La sociedad Goi Argi vio la luz en Eibar hace 75 años como punto de encuentro para las mujeres de la villa armera.
Su sede de la calle Toribio Etxebarria se convirtió en un lugar en el que las mujeres de la localidad encontraron apoyo mutuo y colaboración en un contexto social marcado por las secuelas de la posguerra, lleno de dificultades.
Apoyo a la mujer
En ese marco, Goi Argi se convirtió en una plataforma clave en el apoyo y la reactivación social de las mujeres, abriendo la puerta a muchas de ellas a la formación y a la incorporación a actividades económicas, sin perder de vista la búsqueda de nuevos espacios para su desarrollo personal.
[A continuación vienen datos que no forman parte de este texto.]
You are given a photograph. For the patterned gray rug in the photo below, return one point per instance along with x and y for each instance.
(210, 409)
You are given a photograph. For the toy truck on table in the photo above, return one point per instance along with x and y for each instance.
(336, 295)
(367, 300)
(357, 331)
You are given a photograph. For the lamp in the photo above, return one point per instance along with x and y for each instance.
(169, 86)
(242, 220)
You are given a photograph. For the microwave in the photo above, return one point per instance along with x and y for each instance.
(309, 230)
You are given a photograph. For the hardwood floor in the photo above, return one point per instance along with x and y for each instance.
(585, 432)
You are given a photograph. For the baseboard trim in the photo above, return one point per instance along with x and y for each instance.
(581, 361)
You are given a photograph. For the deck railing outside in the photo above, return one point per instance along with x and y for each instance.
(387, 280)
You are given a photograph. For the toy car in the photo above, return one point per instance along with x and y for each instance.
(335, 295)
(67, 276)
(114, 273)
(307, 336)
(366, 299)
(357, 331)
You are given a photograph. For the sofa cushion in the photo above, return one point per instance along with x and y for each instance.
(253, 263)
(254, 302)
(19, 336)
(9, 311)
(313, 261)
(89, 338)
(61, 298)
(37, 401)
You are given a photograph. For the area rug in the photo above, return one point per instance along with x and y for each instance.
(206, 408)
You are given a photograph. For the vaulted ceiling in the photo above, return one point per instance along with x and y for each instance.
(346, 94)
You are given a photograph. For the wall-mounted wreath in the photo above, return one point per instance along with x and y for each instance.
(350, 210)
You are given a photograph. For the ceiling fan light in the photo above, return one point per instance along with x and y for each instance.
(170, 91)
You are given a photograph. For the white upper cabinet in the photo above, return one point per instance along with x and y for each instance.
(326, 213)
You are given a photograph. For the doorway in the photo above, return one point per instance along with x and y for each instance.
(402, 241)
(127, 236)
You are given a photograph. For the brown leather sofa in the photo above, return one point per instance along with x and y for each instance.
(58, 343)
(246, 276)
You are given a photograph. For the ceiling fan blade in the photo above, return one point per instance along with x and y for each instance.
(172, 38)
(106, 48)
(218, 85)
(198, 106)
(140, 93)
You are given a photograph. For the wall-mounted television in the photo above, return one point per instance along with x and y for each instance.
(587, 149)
Esta labor tuvo reconocimiento en un encuentro celebrado el pasado 19 de marzo, jornada en la que se conmemoró la inauguración de la sociedad Goi Argi en ese mismo día del año 1951.
Acto institucional
El acto, organizado por el área de Igualdad del Ayuntamiento de Eibar y Ego Ibarra, contó con una amplia asistencia de socias de Goi Argi, familiares y representantes institucionales.
Emakunde estuvo representada por Miren Elgarresta, mientras que, por parte del Gobierno Vasco, acudió a la cita en la villa armera el viceconsejero de Juventud y Reto Demográfico.
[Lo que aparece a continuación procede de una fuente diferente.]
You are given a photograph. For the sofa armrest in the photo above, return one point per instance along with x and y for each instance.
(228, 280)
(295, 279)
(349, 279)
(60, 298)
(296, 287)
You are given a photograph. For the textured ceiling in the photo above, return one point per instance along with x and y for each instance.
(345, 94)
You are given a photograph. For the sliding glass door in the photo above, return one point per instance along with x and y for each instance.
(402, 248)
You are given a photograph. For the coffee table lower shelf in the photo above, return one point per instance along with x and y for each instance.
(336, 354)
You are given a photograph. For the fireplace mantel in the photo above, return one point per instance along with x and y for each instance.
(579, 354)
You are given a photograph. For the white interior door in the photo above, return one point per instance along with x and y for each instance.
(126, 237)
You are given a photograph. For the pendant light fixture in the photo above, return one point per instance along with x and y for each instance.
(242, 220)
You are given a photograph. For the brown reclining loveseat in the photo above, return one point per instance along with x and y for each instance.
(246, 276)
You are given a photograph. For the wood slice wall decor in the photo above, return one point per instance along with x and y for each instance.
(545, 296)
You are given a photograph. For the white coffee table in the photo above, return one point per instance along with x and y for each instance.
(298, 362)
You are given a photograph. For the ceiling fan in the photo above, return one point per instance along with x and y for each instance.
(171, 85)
Finalmente, la representación institucional se cerró con la presencia de la directora de Igualdad de la Diputación Foral de Gipuzkoa, Nerea Isasi.
Mercedes Careaga
En el origen de la sociedad Goi Argi está Mercedes Careaga, una mujer adelantada a su tiempo, comprometida con los más necesitados y con una sensibilidad muy especial hacia las mujeres, que se valió de sus grandes dotes de organización y trabajo para dar forma a innumerables proyectos.
Prueba de ello son el Patronato Eibarrés de Beneficencia Infantil y Obras Sociales, del que fue fundadora en el año 1964, y los Talleres Protegidos Cayetano Careaga, que vieron la luz en 1973.
Un proyecto ilusionante
Sin embargo, antes que esos dos proyectos, Careaga participó junto a otras mujeres en la creación de la sociedad Goi Argi.
La asociación, conocida oficialmente como Sociedad Femenina Eibarresa hasta 1975, nació con el objetivo de ofrecer a las mujeres un espacio propio de ocio y encuentro en una época en la que tenían muy limitada su vida social.
Desde sus inicios contó con una gran participación, superando las 600 socias, que incluso colaboraron económicamente para adquirir su sede en la calle Toribio Etxebarria.
Reactivación social
La asociación desempeñó un papel clave en el apoyo y la reactivación social de las mujeres.
Esa labor se tradujo en numerosas actividades formativas y sociales, como cursos, excursiones, charlas y eventos benéficos, entre los que muchos mayores aún recuerdan las tómbolas, con las que financiaron proyectos sociales como la residencia de ancianos San Andrés o guarderías.
Una sociedad pionera
Aunque sus impulsoras tenían inquietudes políticas y vínculos con el nacionalismo vasco, Goi Argi mantuvo formalmente una posición apolítica, centrando su labor en la beneficencia y el empoderamiento femenino.
Gracias al trabajo conjunto de Careaga y otras muchas mujeres que pasaron por Goi Argi en su larga andadura, la sociedad se convirtió en un referente pionero en el Estado como espacio exclusivo para mujeres y símbolo de avance social en un contexto restrictivo.